En ce qui a trait au courrier des lecteurs, il est acceptable que les responsables des médias apportent des modifications aux lettres qu’ils publient (réduction, titrage, etc.) dans la mesure où ils ne changent pas le sens des propos de l’auteur et ne trahissent pas sa pensée.
La revue était libre de privilégier l’interview d’un médecin pour traiter du sujet abordé, d’autant plus que, ce faisant, les propos du praticien étaient distingués du rapport de recherche commenté par celui-ci.

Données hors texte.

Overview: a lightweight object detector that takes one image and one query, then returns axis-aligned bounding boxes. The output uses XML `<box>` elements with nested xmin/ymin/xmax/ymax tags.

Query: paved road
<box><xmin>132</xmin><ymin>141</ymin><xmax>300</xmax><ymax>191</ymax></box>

En ce qui concerne la publication de la mise au point du plaignant, le Conseil déplore que la dernière coupure effectuée dans le texte n’ait pas été indiquée par la revue et que cette coupure ait modifié de façon significative le propos de l’auteur dont les conclusions sont ainsi amputées d’une nuance importante quant à l’effet de certains facteurs sur les coûts globaux de l’évolution de l’imagerie médicale.